У Насти внезапно опять заболела голова, она очень резко и сильно ощутила себя, свою слабость, сокращения в голодном желудке, уже натёртые неудобными чужими сандалиями мизинцы, толкучку, покачивание трамвая, и тут же, поверх всего, почувствовала зов. Её звал кто-то издалека, негромко, но настойчиво. Звал без слов, без голоса, тонкой струной тянул прямо из груди, всё сильнее, до боли. Она дотянулась до одной из близняшек, вцепилась ей в плечо и выдавила сквозь зубы:
— Мне плохо…
Девчонка дёрнула плечом, пытаясь сбросить Настину руку, потом обернулась и процедила так же, сквозь зубы, тихо и злобно:
— ПотерпИшь, дура!
Она терпела. Она пыталась не думать, не чувствовать и вообще не быть. Она цеплялась, как ненормальная, за плечо злой девчонки, и та, отчаявшись сбросить сведённые пальцы, вскоре начала ругаться и шипеть от боли.

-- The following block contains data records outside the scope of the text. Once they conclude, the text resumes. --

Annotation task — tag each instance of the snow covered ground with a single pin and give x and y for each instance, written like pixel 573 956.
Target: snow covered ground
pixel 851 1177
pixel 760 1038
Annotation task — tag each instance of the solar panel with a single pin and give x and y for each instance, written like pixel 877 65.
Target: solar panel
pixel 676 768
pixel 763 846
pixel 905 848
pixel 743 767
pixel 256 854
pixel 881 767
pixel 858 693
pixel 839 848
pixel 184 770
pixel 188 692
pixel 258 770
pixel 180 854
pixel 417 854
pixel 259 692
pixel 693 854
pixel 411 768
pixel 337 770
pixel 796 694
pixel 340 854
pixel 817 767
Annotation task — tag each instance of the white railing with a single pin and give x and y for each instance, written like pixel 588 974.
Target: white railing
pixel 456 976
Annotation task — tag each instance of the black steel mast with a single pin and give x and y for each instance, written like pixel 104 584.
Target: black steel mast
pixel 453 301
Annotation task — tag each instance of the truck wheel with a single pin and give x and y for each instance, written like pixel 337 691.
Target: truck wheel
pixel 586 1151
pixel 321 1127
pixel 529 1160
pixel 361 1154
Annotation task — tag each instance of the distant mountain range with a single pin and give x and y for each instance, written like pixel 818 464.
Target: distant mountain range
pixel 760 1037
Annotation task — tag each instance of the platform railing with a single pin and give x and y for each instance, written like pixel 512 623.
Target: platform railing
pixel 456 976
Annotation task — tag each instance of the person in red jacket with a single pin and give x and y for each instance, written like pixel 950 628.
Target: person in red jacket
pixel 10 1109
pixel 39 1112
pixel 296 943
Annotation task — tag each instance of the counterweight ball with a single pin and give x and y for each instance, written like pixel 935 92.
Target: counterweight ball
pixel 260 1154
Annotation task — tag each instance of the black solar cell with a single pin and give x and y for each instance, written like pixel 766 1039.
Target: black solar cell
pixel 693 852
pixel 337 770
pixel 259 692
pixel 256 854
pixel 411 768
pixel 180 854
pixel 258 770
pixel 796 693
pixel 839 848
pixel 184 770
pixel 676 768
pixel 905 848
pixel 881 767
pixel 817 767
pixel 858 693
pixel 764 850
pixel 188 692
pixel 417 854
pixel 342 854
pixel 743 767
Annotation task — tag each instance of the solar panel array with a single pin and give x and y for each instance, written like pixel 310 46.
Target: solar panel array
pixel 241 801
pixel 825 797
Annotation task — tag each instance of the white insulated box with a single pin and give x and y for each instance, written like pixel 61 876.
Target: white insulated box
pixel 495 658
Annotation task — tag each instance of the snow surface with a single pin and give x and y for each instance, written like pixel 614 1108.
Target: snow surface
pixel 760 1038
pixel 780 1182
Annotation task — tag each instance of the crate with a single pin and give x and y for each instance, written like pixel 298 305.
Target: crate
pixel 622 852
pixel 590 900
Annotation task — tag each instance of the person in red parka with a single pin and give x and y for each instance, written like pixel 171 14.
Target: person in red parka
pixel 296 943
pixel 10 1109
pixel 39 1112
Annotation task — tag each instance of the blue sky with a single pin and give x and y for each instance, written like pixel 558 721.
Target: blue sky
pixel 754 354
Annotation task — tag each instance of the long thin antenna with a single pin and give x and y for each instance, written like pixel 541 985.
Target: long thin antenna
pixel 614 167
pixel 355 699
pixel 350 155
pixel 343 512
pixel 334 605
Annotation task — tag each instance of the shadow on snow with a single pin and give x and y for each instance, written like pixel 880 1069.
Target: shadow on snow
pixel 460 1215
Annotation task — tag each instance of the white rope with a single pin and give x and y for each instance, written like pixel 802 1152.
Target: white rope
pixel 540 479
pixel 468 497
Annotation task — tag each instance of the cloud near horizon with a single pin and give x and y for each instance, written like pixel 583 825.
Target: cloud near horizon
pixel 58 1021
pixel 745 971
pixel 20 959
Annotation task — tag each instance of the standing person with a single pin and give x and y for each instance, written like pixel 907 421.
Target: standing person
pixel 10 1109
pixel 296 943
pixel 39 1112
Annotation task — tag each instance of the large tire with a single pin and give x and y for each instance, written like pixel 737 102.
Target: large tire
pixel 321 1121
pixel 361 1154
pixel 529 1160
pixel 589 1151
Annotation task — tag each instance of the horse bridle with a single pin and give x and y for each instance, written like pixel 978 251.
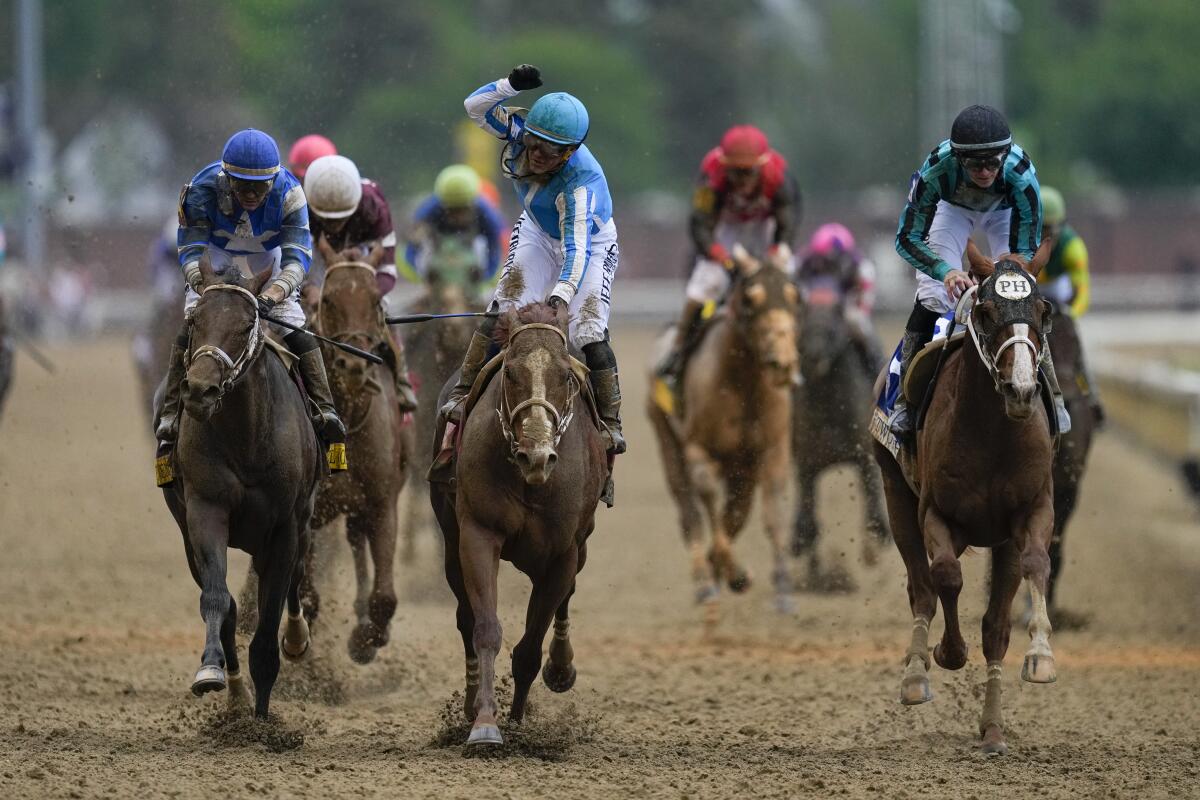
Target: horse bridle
pixel 979 341
pixel 508 414
pixel 253 343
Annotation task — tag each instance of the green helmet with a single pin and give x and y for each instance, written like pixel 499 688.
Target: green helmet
pixel 456 186
pixel 1054 210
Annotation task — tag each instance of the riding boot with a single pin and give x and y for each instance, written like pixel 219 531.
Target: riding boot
pixel 405 394
pixel 316 383
pixel 472 362
pixel 1060 405
pixel 690 322
pixel 904 419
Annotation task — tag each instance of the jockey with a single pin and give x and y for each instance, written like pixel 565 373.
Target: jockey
pixel 457 209
pixel 832 253
pixel 249 212
pixel 745 196
pixel 306 150
pixel 352 214
pixel 564 245
pixel 977 180
pixel 1066 278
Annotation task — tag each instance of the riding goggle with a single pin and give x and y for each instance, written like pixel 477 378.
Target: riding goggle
pixel 979 163
pixel 256 190
pixel 547 149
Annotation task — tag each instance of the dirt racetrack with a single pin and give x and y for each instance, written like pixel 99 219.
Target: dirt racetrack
pixel 100 636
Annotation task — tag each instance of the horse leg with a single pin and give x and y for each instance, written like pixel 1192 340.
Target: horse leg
pixel 479 552
pixel 208 529
pixel 922 601
pixel 275 578
pixel 996 626
pixel 774 487
pixel 947 573
pixel 1039 667
pixel 706 569
pixel 550 589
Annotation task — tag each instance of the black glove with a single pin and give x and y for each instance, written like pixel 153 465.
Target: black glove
pixel 525 77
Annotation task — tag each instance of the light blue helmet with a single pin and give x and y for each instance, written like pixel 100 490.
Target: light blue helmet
pixel 558 118
pixel 251 155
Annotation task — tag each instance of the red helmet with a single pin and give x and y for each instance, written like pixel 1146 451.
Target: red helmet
pixel 744 146
pixel 306 150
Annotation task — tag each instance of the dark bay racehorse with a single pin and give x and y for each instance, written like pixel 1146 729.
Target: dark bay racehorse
pixel 983 479
pixel 531 470
pixel 366 493
pixel 827 431
pixel 735 434
pixel 246 467
pixel 435 350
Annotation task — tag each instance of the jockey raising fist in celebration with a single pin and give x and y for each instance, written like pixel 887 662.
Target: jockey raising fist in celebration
pixel 351 212
pixel 564 245
pixel 747 197
pixel 249 212
pixel 977 180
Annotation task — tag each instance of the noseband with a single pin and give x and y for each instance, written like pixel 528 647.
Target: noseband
pixel 253 344
pixel 981 340
pixel 508 413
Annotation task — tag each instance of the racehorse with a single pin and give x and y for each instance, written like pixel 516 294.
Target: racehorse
pixel 826 431
pixel 529 473
pixel 246 467
pixel 366 493
pixel 735 429
pixel 982 479
pixel 435 352
pixel 1071 461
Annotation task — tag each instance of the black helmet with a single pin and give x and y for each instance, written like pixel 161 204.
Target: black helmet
pixel 979 128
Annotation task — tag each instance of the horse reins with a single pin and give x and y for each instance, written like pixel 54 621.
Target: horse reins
pixel 508 414
pixel 253 344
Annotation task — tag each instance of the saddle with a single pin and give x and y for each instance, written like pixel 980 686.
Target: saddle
pixel 442 470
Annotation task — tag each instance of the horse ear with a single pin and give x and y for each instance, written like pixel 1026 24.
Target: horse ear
pixel 1042 257
pixel 981 264
pixel 259 280
pixel 327 251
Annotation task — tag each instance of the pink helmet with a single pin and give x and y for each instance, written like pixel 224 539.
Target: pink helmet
pixel 831 239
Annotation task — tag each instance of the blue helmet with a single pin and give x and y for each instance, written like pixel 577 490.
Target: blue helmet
pixel 558 118
pixel 251 155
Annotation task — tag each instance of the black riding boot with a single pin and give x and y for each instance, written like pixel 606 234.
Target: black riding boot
pixel 690 322
pixel 603 376
pixel 917 332
pixel 472 362
pixel 316 383
pixel 1060 405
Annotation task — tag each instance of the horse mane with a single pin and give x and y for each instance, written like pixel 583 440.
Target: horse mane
pixel 534 312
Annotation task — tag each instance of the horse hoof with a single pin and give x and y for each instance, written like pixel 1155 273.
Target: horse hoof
pixel 361 645
pixel 1039 669
pixel 994 741
pixel 741 582
pixel 949 661
pixel 915 691
pixel 208 679
pixel 558 679
pixel 485 735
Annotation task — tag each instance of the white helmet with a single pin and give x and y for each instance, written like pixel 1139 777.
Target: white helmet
pixel 333 186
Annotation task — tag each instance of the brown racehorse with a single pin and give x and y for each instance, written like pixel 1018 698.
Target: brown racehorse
pixel 366 493
pixel 735 433
pixel 435 352
pixel 983 474
pixel 246 464
pixel 529 474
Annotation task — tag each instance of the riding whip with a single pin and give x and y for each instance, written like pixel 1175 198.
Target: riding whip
pixel 424 318
pixel 342 346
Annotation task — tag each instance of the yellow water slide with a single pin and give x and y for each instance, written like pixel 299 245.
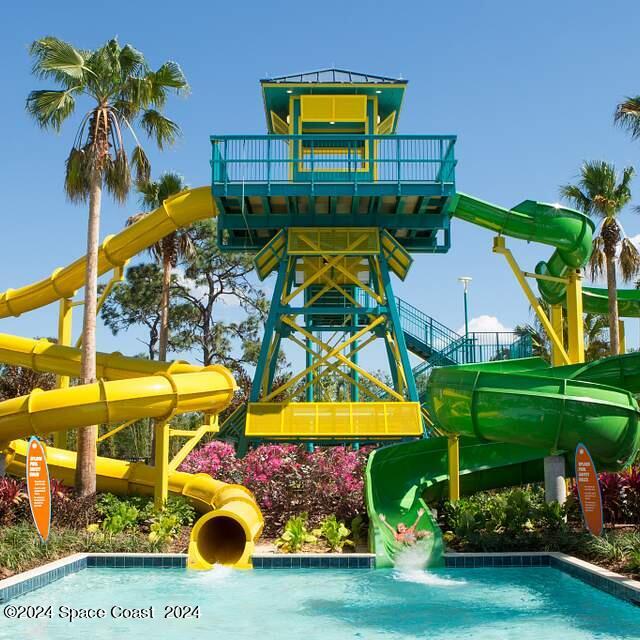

Наконец, её выдернули, как морковку из грядки, из трамвая на улицу, и несколько секунд она блаженно подставляла лицо бризу, который нашёл дорогу между нагретыми солнцем стенами старого города. Ей дали буквально пару вздохов сделать, и уже тащили куда-то в потоке людей, направляющихся явно к определённой цели. Струна, проросшая прямо в душу, вибрировала и горела огнём, но Насте на удивление становилось легче с каждым шагом. Она приближалась, она шла туда, куда её вёл зов.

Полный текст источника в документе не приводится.